Risk was defined as the occurrence of events that could deeply harm your organization and which you do not plan for.  Risk thus is mostly another word for how you manage your strategy, how you define and are guided by your risk appetite.  Sixty percent of failures are strategic in nature, thirty percent are operational and only ten percent are based in financial control failures.  As one panelists stated it: risk management is the same thing as running your business.

In for-profit business, one suggested risk definition is the avoidance of unexpected earnings volatility.  That informs us that you need not avoid risk, and indeed in a rapidly changing world it was emphasized that you must undertake risk to remain competitive.  ERM is not eliminating risk; it is balancing the hoped-for benefits against the negative impact of getting it wrong.

One panelist emphasized use of metrics; define your risk appetite in terms of what is an acceptable quantum of risk. Risk measurement must be quantitative (do not drive over 60 mph) and not qualitative (drive carefully).  That raises the issue of the quality of metrics, and whether the board is getting only internal metrics or market metrics.  Good checks on whether the board is getting the true picture: reviewing outside data, bringing on new directors, talking to junior employees, talking to customers, exit interviews, anonymous whistle-blower procedures.

Take-aways for directors: ask what is the risk of what you are not doing; approach risk on a portfolio basis, accepting different levels of risk for different products or services or initiatives; hire the right people to drive the strategy; make sure you are not getting a uniform response from everyone, as that is a sign of lack of healthy awareness; keep the pressure on management for being accountable for strategy that reflects risk management and mediation.

Most interesting perspectives (paraphrased): When I interview new board candidates I ask two gating questions: first, are you healthy enough to do this job; second, is your life style dependent on the income from this directorship (if the answer is “yes” to the latter, you will be too compliant with the common wisdom).  When I join a board I ask the following questions: do I want to fire the CEO; is there institutional buy-in on strategy; is that strategy fully funded.
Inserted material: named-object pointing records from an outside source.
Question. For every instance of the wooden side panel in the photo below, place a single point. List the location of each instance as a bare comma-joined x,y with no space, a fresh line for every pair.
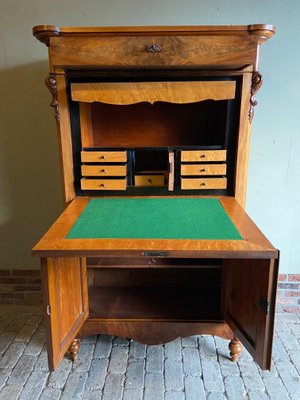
65,302
243,142
86,125
65,140
250,304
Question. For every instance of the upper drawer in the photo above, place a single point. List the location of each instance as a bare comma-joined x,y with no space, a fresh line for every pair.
147,50
203,169
103,156
203,155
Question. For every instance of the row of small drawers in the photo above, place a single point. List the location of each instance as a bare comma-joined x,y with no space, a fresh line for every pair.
103,169
198,168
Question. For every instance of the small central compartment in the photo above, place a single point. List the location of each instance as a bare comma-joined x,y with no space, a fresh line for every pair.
166,293
151,167
159,124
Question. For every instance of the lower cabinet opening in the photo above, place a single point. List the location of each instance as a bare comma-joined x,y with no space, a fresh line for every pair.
188,293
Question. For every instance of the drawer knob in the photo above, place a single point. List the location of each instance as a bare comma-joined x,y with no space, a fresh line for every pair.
154,48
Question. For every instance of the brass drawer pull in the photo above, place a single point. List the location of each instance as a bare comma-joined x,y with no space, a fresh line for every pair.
154,48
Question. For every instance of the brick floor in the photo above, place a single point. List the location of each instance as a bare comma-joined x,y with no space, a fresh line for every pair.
111,368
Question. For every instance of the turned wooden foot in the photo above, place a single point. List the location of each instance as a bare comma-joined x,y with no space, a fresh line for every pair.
235,348
74,348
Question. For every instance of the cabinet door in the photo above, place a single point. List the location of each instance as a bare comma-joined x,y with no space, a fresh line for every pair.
65,301
250,304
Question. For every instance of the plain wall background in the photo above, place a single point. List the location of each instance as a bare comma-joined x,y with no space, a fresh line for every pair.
30,188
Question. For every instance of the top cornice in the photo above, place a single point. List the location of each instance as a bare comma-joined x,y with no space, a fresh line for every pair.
261,32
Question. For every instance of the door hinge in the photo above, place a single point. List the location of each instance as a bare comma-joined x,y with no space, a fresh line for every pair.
264,305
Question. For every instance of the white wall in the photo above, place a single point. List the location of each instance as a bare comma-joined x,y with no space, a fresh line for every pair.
30,195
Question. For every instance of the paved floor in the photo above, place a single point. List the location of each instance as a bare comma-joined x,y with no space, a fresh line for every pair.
111,368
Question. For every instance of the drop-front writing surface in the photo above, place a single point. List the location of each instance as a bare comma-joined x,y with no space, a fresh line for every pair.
160,113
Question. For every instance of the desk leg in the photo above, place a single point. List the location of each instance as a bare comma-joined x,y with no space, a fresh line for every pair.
74,348
235,347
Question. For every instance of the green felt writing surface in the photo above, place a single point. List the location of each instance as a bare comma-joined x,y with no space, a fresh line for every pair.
154,218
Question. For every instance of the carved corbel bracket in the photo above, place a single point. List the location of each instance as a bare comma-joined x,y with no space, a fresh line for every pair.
257,81
52,86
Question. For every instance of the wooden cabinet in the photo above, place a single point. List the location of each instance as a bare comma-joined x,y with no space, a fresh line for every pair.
154,129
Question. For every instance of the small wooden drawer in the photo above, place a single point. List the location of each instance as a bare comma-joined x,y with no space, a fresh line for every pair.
103,184
142,49
206,183
103,156
203,169
103,170
203,155
149,180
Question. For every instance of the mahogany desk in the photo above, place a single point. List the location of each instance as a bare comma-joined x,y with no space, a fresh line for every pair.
156,113
154,290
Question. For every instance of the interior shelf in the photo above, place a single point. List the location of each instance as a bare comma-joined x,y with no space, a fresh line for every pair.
155,303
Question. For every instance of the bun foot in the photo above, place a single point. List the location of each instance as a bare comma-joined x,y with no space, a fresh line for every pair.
74,348
235,348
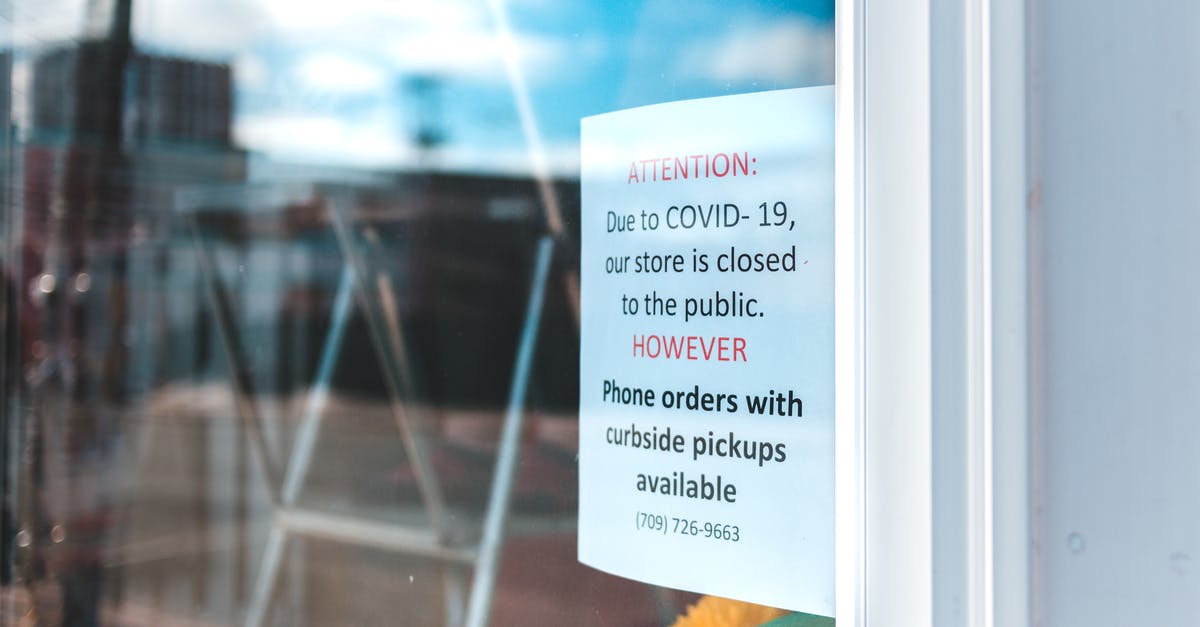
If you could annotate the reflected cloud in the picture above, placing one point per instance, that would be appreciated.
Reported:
(339, 72)
(779, 52)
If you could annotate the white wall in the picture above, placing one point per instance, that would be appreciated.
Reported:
(1115, 315)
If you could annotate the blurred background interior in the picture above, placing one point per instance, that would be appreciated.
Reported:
(268, 269)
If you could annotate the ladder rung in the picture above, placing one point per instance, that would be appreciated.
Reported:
(367, 533)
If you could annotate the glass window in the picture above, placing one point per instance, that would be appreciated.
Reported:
(267, 270)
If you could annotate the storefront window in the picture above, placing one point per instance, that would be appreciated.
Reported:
(267, 276)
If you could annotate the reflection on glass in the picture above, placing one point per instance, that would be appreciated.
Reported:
(268, 270)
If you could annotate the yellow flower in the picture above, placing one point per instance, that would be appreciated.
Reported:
(717, 611)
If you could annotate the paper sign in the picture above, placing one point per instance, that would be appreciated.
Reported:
(706, 382)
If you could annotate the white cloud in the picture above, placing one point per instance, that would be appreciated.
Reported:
(370, 142)
(340, 73)
(795, 49)
(214, 29)
(474, 53)
(297, 15)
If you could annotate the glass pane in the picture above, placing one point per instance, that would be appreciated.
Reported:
(267, 269)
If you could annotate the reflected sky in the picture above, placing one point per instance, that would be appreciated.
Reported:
(359, 83)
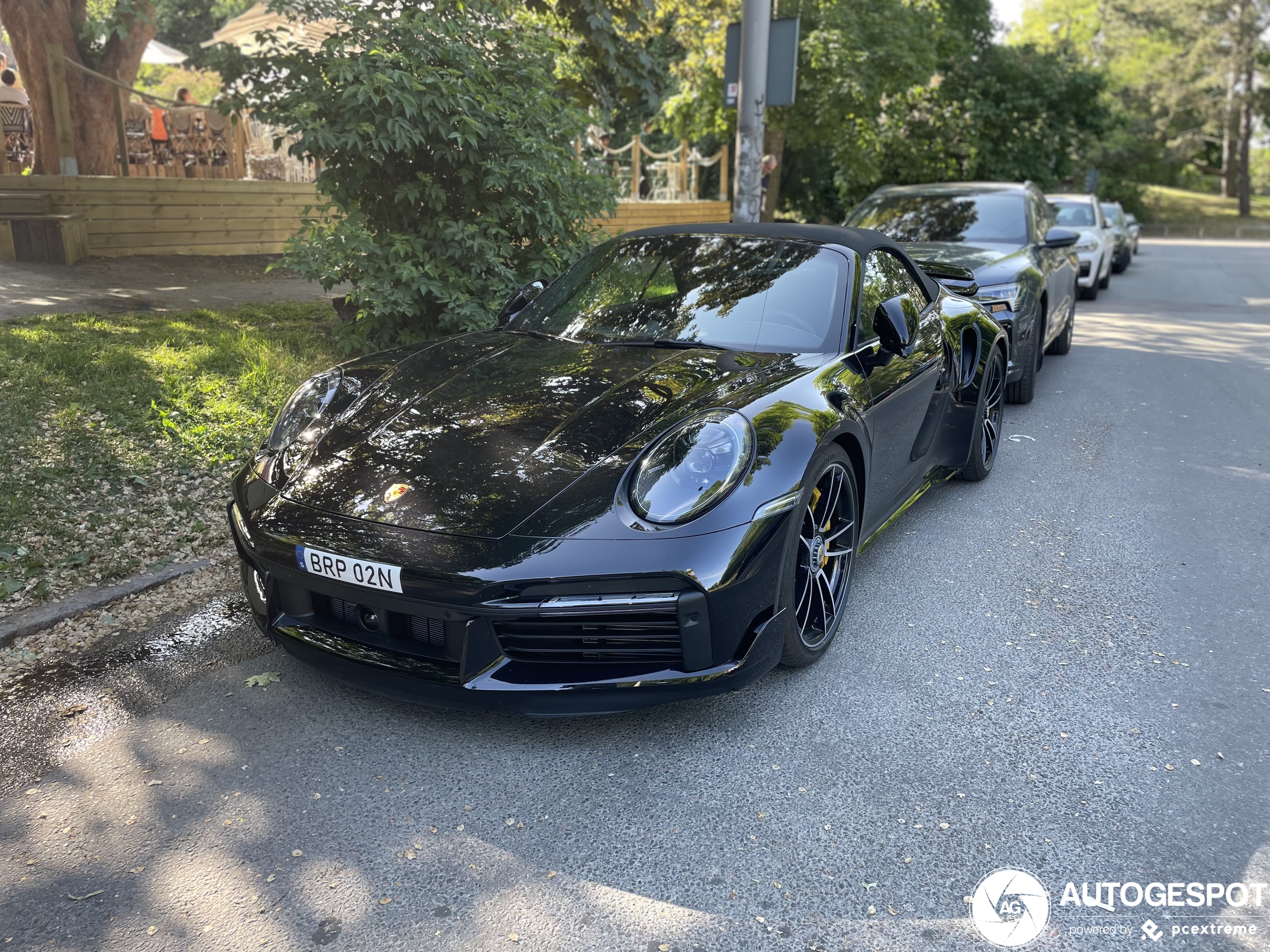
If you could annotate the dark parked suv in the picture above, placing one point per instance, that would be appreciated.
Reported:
(1004, 233)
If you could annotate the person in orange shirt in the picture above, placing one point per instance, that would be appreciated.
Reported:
(158, 131)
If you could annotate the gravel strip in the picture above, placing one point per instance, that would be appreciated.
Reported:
(132, 614)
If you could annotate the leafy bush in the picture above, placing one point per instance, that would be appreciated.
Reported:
(446, 155)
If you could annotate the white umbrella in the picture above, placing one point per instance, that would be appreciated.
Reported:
(162, 55)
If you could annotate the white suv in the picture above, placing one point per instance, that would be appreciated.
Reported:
(1096, 248)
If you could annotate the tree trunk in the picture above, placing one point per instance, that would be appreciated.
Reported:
(1230, 140)
(34, 23)
(1245, 145)
(774, 144)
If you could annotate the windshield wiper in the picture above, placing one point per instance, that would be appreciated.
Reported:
(539, 334)
(667, 343)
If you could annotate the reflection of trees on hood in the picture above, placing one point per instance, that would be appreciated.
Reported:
(772, 423)
(925, 219)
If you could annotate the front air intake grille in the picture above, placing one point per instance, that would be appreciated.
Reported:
(342, 610)
(430, 631)
(647, 634)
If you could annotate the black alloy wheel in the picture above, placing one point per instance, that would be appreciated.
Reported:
(1062, 344)
(986, 437)
(821, 558)
(253, 587)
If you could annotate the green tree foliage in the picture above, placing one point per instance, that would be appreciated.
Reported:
(446, 155)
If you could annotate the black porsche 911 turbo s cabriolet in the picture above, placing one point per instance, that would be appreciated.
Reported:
(650, 481)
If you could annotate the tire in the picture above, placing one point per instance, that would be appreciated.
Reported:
(986, 437)
(1024, 389)
(1062, 344)
(816, 577)
(253, 587)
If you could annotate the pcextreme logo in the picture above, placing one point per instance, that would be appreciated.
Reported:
(1010, 908)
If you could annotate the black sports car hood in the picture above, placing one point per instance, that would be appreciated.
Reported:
(991, 263)
(476, 433)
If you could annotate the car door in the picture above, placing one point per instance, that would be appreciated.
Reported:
(1056, 268)
(901, 386)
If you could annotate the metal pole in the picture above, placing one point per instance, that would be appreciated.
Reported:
(756, 22)
(121, 131)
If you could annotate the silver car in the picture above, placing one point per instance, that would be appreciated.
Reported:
(1114, 215)
(1096, 248)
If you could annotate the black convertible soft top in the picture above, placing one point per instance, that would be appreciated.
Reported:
(859, 240)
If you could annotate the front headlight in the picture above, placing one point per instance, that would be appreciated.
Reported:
(1000, 297)
(304, 410)
(692, 467)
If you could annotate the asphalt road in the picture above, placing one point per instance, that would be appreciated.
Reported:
(1034, 662)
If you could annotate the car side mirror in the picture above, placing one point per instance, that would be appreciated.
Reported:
(518, 301)
(1061, 238)
(956, 278)
(890, 324)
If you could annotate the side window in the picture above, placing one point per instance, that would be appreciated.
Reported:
(884, 277)
(1040, 217)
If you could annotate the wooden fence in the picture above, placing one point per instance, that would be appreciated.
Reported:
(159, 216)
(156, 216)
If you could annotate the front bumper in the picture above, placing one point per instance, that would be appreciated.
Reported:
(534, 626)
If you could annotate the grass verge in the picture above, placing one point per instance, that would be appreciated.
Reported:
(1176, 206)
(120, 432)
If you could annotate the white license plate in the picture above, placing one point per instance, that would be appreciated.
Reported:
(358, 572)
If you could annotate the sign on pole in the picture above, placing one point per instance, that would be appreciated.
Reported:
(782, 64)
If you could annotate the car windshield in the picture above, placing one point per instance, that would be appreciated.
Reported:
(984, 219)
(730, 291)
(1074, 215)
(1113, 212)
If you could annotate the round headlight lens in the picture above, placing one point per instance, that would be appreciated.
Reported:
(305, 408)
(692, 467)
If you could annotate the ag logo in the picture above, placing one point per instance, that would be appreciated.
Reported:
(1010, 908)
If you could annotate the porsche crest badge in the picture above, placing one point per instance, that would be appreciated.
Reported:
(396, 492)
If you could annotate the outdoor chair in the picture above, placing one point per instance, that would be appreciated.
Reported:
(18, 132)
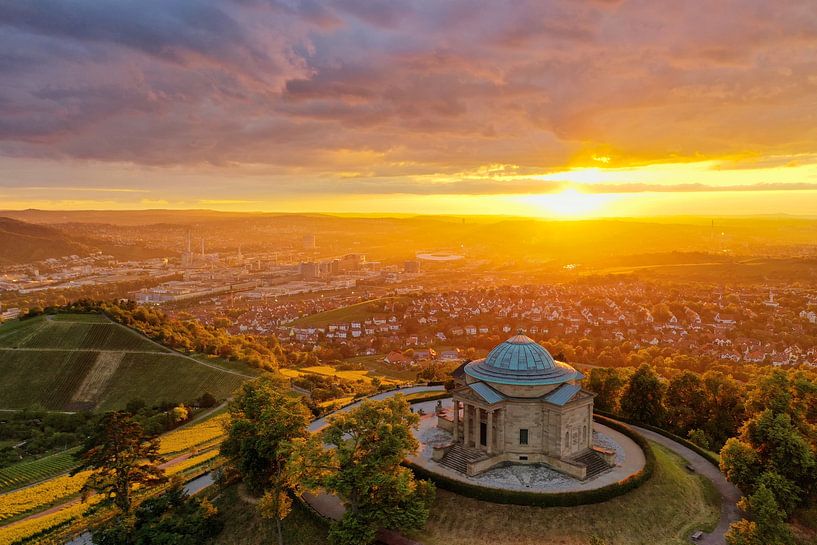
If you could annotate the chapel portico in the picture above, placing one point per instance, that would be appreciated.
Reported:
(518, 405)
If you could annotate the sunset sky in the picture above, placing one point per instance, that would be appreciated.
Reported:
(571, 108)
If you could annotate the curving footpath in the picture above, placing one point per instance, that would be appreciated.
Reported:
(330, 506)
(728, 492)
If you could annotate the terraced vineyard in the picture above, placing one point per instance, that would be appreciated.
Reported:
(91, 363)
(31, 471)
(42, 495)
(193, 436)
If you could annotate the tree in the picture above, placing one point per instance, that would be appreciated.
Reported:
(766, 524)
(170, 518)
(357, 456)
(770, 451)
(606, 383)
(642, 399)
(263, 420)
(121, 457)
(686, 402)
(725, 412)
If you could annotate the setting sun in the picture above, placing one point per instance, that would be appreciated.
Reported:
(570, 203)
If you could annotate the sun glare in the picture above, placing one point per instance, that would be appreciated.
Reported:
(570, 203)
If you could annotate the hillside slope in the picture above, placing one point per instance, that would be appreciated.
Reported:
(75, 363)
(26, 242)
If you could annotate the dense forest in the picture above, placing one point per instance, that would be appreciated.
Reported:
(765, 429)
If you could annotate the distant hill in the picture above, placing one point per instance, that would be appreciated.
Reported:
(86, 362)
(26, 242)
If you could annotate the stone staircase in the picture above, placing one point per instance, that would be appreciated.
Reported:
(458, 457)
(595, 463)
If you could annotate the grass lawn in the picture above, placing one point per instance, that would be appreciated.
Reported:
(353, 376)
(85, 318)
(243, 526)
(156, 378)
(357, 312)
(664, 511)
(376, 365)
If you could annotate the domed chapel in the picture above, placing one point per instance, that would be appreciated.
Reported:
(519, 405)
Final key question to ask management: how do you know that your risk management program is working effectively?

Corporate Compliance Programs; What if you are Mid-Market or Privately Held?

So your company has been accused of committing a fraud, or of violating the Foreign Corrupt Practices Act.  You have attracted investigation by the US Department of Justice.  You are negotiating whether to enter a plea, or to try to head off charges. What will help you in these negotiations? Each case is different, but the DOJ’s recent “Evaluation of Corporate Compliance Programs” suggests courses of action in light of  DOJ’s typical inquiries:

Did the company have prior warnings which would allow it to detect misconduct?  Were  compliance procedures lacking?  If present, misapplied or  willfully ignored?

What specific changes did the company make to reduce risk?  Were senior leaders vocal in discouraging misconduct ?  Did the board hold private sessions with internal and external gate-keepers?

How important did the compliance program appear within the company as compared with “other strategic functions?”  Did the company fully staff, fund and give autonomy to internal compliance functions?

Were policies communicated below, and to third party vendors, and integrated into the risk management?  Did employees and customers have a reporting mechanism so that violations could be flagged?

Were people punished for infractions?  Did the company test its own programs by review of controls and by interviewing employees and others?

In acquisitions, did due diligence address risks in this area?

Many factors seem applicable to larger companies but fraud prosecution, and FCPA enforcement, occur even in smaller companies.  What should such companies do to protect themselves, where company structure is flat, and boards meet infrequently and are not in the habit of holding management accountable?

Every company needs a compliance policy. Distribute it.  Every company can have periodic meetings or programs to educate and remind sales people, inside people, all employees of their obligations.  A file can be kept of compliance inquiry made of third parties: outside vendors, contractors, sales channels.  A modicum of attention at the board level may go a long way here: calendar quarterly meetings and put compliance on the agenda a couple of times a year. Keep summary minutes.  Have zero tolerance for violations; take action to re-mediate and punish.  Ask your auditors or attorneys in writing to look in areas problematic in your industry, or where you had problems in the past, or where your scale does not provide layered controls.  No one will hold a small company to the standard applied to a multi-billion dollar company but, when under investigation, even the smaller company needs to show that it paid such attention as it size and financial resources permit.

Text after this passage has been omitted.